За две недели в приюте прибавилось больше новых питомцев, чем убыло. Приют трещал по швам, денег на прокорм, прививки и стерилизацию не хватало.
— Кать, ты — наше «свежее мясо», уж прости за сравнение, но точнее не сказать. Мы когда от себя в соцсетях просьбы о помощи кидаем, народ блокирует жёстко. Все устали от нас, попрошаек, и от фотографий несчастных собакенов, — сказала Герта.
— Ладно, что делать. Поною от себя, у меня подписчиков много, вдруг пристроим кого-нибудь. Я вот мечтаю, чтобы случилось что-нибудь такое, чтобы у нас всех собак разом разобрали! Например, чтобы на улицу нельзя стало выходить без собак, вообще, и всем они понадобились! — согласилась Катя.
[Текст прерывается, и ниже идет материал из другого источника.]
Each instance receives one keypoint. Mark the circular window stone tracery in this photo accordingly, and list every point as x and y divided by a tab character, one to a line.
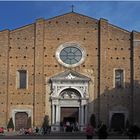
70	54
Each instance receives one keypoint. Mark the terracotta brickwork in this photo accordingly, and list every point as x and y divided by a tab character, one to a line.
33	48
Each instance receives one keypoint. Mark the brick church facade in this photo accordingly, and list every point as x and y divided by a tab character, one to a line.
68	68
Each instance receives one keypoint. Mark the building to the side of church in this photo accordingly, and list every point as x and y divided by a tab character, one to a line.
69	68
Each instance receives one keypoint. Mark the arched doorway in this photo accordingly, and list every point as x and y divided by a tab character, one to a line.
70	113
118	121
21	120
69	99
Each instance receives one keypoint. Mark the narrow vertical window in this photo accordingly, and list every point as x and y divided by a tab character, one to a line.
119	78
22	79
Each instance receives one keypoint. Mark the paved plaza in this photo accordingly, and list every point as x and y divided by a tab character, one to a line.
60	136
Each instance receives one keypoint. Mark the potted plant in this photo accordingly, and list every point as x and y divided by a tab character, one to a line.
10	125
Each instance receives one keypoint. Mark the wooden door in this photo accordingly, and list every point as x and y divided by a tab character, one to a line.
21	119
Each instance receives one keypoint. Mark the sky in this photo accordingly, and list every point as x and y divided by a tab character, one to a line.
15	14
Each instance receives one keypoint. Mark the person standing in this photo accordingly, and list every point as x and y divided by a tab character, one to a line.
102	132
89	131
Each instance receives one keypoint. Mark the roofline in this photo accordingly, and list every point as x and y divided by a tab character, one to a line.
69	13
119	28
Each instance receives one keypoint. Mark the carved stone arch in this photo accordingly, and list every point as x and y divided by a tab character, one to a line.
74	88
70	93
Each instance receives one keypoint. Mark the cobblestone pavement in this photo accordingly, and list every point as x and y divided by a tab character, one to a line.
60	136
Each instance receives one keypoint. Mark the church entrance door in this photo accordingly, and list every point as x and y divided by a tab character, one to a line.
70	114
21	119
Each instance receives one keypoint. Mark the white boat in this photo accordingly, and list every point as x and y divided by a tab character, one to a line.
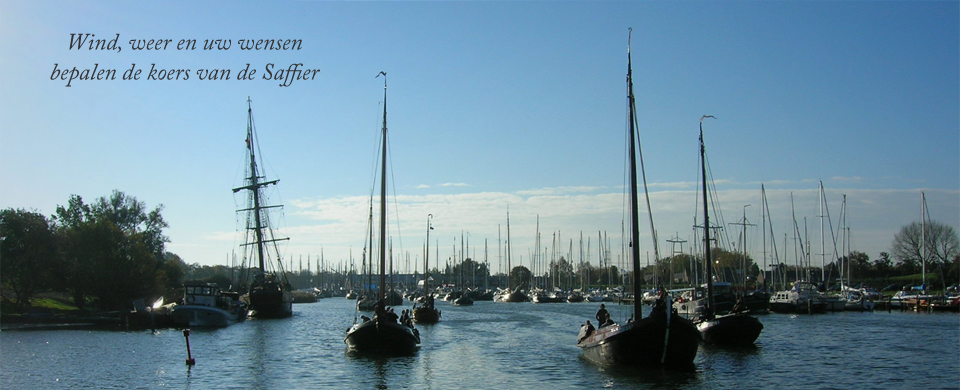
205	305
857	300
910	298
803	297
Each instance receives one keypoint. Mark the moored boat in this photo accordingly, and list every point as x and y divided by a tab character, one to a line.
269	294
383	333
660	339
205	305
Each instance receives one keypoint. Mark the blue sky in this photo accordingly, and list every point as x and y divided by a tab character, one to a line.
492	106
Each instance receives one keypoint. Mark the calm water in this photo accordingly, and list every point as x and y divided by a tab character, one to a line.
487	346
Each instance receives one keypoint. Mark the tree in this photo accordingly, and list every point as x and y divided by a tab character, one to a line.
114	250
939	240
28	251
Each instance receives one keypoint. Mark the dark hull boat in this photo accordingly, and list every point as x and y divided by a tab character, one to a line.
515	296
270	299
660	339
427	313
270	294
383	336
734	327
731	330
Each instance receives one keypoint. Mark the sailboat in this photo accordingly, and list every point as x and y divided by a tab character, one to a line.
269	294
383	333
663	337
735	328
512	294
427	313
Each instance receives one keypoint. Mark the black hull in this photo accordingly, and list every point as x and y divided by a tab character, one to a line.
641	343
382	337
271	303
793	308
731	330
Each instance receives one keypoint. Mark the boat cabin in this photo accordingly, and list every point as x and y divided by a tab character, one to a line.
199	293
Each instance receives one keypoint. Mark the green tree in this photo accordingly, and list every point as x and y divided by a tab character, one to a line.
940	244
28	251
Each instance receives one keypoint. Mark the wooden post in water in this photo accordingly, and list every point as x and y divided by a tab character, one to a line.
186	336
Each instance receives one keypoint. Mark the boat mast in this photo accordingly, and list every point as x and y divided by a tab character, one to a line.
708	264
426	259
509	270
634	196
383	193
254	185
923	241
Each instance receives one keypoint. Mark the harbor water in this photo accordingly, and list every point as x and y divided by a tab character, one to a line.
486	346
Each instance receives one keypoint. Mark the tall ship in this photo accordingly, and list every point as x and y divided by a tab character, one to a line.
269	294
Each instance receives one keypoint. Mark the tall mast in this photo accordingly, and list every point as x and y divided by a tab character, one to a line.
923	238
426	259
509	270
634	196
383	193
253	185
708	263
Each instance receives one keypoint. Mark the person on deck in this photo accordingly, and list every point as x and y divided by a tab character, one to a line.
602	315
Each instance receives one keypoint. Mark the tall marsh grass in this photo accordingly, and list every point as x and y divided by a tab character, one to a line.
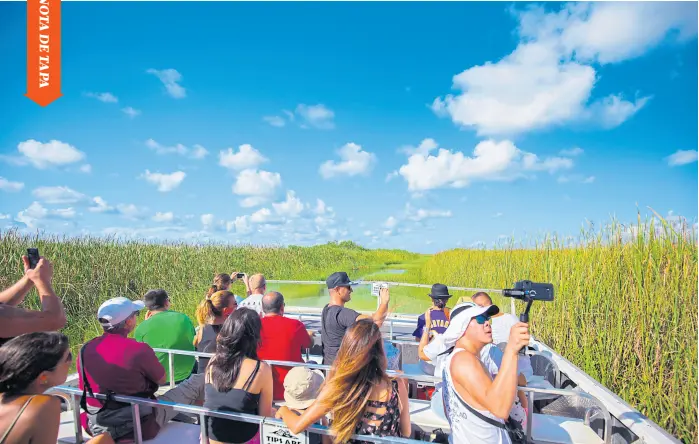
625	309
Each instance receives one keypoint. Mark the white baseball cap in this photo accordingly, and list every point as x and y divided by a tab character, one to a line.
117	310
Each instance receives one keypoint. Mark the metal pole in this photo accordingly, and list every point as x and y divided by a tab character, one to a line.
76	420
203	429
171	367
530	414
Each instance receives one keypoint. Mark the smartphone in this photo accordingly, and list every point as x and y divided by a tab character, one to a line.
376	288
33	255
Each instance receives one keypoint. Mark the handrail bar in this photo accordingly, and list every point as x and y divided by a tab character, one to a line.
395	284
204	412
393	373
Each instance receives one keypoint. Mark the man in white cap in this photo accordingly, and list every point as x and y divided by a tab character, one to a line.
476	404
115	363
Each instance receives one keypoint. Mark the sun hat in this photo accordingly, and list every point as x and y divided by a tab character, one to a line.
301	387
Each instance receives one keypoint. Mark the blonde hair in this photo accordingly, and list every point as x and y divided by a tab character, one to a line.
221	280
212	306
359	367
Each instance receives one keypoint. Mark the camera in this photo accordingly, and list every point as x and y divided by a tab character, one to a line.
528	290
377	286
33	256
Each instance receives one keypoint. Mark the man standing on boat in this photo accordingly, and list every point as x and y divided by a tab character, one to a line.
336	318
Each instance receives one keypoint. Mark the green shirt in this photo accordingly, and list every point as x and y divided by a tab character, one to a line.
169	329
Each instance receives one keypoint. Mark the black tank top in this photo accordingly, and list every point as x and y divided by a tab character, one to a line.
234	400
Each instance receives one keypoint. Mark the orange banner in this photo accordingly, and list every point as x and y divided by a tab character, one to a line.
43	51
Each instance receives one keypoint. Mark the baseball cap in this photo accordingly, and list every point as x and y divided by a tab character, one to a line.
117	310
155	299
301	387
339	279
461	316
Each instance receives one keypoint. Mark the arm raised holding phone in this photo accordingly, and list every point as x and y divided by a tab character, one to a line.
15	321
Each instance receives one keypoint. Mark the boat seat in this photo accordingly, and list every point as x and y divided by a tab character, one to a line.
173	432
547	429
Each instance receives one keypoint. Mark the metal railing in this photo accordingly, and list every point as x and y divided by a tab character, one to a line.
202	413
392	373
529	391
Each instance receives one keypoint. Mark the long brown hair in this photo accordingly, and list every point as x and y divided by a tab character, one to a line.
222	281
359	367
212	306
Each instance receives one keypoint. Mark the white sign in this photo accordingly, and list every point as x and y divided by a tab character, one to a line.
279	434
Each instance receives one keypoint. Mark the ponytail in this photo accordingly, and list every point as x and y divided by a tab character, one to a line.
213	305
213	289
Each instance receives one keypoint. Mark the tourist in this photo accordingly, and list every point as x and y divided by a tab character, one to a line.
123	366
165	328
438	313
336	318
282	339
223	282
15	321
501	325
360	396
301	388
31	364
211	314
236	380
476	405
116	363
258	286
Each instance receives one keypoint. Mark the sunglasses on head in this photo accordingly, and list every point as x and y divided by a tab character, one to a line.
482	319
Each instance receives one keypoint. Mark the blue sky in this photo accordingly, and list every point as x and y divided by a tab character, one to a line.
417	126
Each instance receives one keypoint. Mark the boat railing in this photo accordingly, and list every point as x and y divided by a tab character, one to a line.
529	391
202	413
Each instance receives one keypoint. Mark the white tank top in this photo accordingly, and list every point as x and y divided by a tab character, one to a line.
466	427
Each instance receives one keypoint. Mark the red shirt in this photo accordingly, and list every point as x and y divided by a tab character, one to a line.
282	340
122	365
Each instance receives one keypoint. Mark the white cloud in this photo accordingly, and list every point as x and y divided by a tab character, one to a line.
253	201
246	157
45	155
131	112
9	186
257	183
58	195
208	221
548	79
682	157
421	214
425	147
165	182
275	121
196	152
164	217
291	207
316	116
36	214
100	206
170	79
491	160
131	211
354	161
572	152
103	97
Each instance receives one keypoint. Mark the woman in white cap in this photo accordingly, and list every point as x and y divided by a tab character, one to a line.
476	404
301	388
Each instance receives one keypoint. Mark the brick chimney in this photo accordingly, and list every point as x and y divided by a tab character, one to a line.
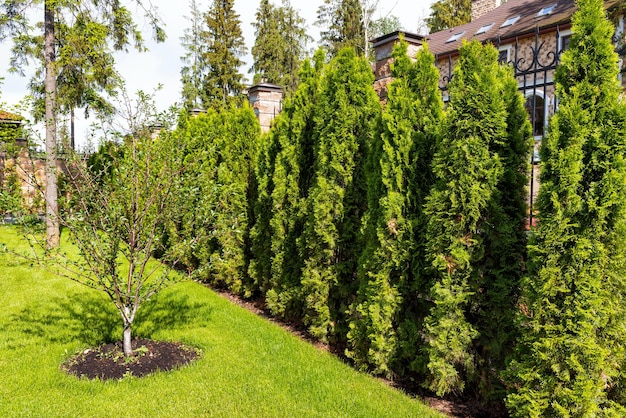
480	7
266	101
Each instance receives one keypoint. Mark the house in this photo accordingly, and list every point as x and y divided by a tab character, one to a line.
530	36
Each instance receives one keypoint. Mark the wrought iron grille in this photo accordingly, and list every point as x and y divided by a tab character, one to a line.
534	59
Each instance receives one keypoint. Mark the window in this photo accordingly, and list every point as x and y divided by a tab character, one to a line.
546	10
564	40
455	37
503	55
484	29
535	106
510	21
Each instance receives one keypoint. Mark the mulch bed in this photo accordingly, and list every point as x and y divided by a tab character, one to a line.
108	361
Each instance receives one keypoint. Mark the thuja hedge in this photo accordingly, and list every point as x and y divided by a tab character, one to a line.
397	231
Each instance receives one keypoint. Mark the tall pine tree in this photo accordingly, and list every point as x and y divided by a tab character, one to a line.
573	300
342	25
224	48
195	68
122	32
390	271
279	46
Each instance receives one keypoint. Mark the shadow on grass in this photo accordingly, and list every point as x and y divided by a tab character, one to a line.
92	319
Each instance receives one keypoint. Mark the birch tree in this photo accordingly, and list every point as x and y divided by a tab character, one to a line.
122	33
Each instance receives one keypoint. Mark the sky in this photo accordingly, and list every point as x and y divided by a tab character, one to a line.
162	65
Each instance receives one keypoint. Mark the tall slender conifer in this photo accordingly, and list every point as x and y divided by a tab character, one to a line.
573	299
346	110
399	177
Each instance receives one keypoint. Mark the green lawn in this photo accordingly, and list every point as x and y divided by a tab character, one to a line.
249	368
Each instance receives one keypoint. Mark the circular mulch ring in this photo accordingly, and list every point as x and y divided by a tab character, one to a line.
108	361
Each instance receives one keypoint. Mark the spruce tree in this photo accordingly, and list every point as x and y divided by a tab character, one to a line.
195	68
573	298
224	48
279	46
475	228
399	178
347	106
342	25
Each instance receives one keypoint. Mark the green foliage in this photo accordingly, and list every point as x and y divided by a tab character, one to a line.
193	72
573	343
251	366
346	112
279	46
224	48
284	172
11	197
218	151
399	176
447	14
342	25
475	237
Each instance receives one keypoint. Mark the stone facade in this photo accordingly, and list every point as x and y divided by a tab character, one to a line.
383	49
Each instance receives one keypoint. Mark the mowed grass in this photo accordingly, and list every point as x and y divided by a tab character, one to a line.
249	366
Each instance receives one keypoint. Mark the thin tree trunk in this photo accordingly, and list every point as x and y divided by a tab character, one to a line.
72	137
126	342
52	207
127	336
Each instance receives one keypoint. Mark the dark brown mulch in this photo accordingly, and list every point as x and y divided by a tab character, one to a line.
108	361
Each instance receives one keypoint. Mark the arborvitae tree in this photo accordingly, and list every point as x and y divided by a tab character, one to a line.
390	271
573	297
284	173
473	228
210	234
279	45
224	47
193	73
342	25
446	14
347	106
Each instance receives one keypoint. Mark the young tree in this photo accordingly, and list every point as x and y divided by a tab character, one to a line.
119	204
446	14
224	47
390	268
279	45
573	344
342	25
193	73
122	33
347	111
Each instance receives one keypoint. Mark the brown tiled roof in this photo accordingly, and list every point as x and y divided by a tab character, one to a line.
6	116
528	22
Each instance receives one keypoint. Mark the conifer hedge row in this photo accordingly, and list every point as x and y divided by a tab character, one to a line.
397	232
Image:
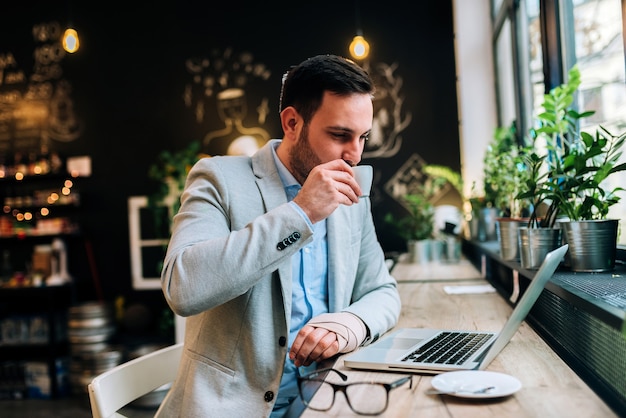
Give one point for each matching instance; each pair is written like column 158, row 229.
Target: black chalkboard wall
column 149, row 78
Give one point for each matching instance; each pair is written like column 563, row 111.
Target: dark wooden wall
column 128, row 85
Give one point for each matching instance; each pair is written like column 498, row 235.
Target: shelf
column 601, row 294
column 580, row 315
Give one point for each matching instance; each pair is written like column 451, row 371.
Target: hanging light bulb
column 359, row 48
column 70, row 40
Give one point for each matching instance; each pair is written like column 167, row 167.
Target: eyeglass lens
column 363, row 398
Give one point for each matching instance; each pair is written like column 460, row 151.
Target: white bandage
column 349, row 328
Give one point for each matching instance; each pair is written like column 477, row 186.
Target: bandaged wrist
column 350, row 329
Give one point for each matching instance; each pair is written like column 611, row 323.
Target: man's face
column 337, row 130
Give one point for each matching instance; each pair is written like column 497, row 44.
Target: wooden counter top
column 549, row 387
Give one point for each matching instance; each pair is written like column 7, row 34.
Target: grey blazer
column 228, row 270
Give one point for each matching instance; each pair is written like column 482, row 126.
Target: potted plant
column 575, row 167
column 505, row 175
column 417, row 226
column 170, row 172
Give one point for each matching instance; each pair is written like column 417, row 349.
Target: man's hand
column 327, row 186
column 313, row 344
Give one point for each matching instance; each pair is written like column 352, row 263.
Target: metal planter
column 592, row 244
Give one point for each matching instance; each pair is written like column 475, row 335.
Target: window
column 554, row 35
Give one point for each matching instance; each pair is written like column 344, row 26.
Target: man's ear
column 289, row 119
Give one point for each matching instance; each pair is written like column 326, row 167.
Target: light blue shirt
column 309, row 288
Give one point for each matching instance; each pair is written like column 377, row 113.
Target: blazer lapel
column 273, row 194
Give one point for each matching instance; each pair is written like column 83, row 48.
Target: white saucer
column 461, row 383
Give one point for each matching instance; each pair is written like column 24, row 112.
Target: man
column 267, row 284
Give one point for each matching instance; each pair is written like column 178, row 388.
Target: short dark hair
column 303, row 86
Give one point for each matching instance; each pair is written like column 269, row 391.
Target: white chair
column 114, row 389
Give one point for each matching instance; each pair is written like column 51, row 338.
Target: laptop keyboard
column 449, row 348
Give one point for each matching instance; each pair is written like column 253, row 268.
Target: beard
column 302, row 156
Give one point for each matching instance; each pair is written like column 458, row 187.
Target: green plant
column 569, row 176
column 505, row 173
column 419, row 224
column 170, row 171
column 578, row 186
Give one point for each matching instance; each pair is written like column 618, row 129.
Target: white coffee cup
column 364, row 175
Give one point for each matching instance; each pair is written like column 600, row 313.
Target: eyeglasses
column 364, row 398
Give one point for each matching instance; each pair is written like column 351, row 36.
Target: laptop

— Ой, Катерина! Я с некоторых пор боюсь своих желаний. Никогда не знаешь, чем такая мечта может обернуться! — ответила Белка.
2 июня
«Похороны — самый странный из человеческих ритуалов, — думала Бель, направляясь провожать профессора. — Люди собираются вместе, говорят, каким чудесным был человек, как много для них значил, плачут. Но плакать долго не получается, начинают отвлекаться, копаться в телефонах, слать кому-то смайлики и распоряжения по работе, прячут друг от друга улыбки. Родственники встречаются и рады друг другу, а радоваться вроде как нельзя. Сетуют, что стали встречаться теперь только на похоронах, договариваются непременно собраться по радостному поводу, чтобы опять встретиться на похоронах. Зачем-то фотографируют покойника, который сам на себя больше не похож. Этому человеку такие фотографии точно не пригодятся — селфи уже не выложить. Потом собираются за столом, голодные и усталые, с удовольствием едят, старательно сохраняя на лице кручину, вспоминают случаи из своей жизни, связанные с тем, кто ушёл. Свои истории, а не его истории. Как бы свидетельствуют, что он был на этом свете, не увильнул от жизни, натворил дел. И всё это самому человеку не нужно — нужно только тем, кто пришёл его провожать. Облачился в чёрное, чтобы целый день не улыбаться, пряча любые эмоции под скорбной миной, терпеть и пить не чокаясь. Почему нельзя честно сказать: «Классный был мужик! Поднимем бокалы и восторжествуем от того, что такой классный мужик был в нашей жизни, которая ещё продолжается!» Я видела профессора лишь несколько раз, но с удовольствием бы крикнула именно так. Но неудобно — не поймут».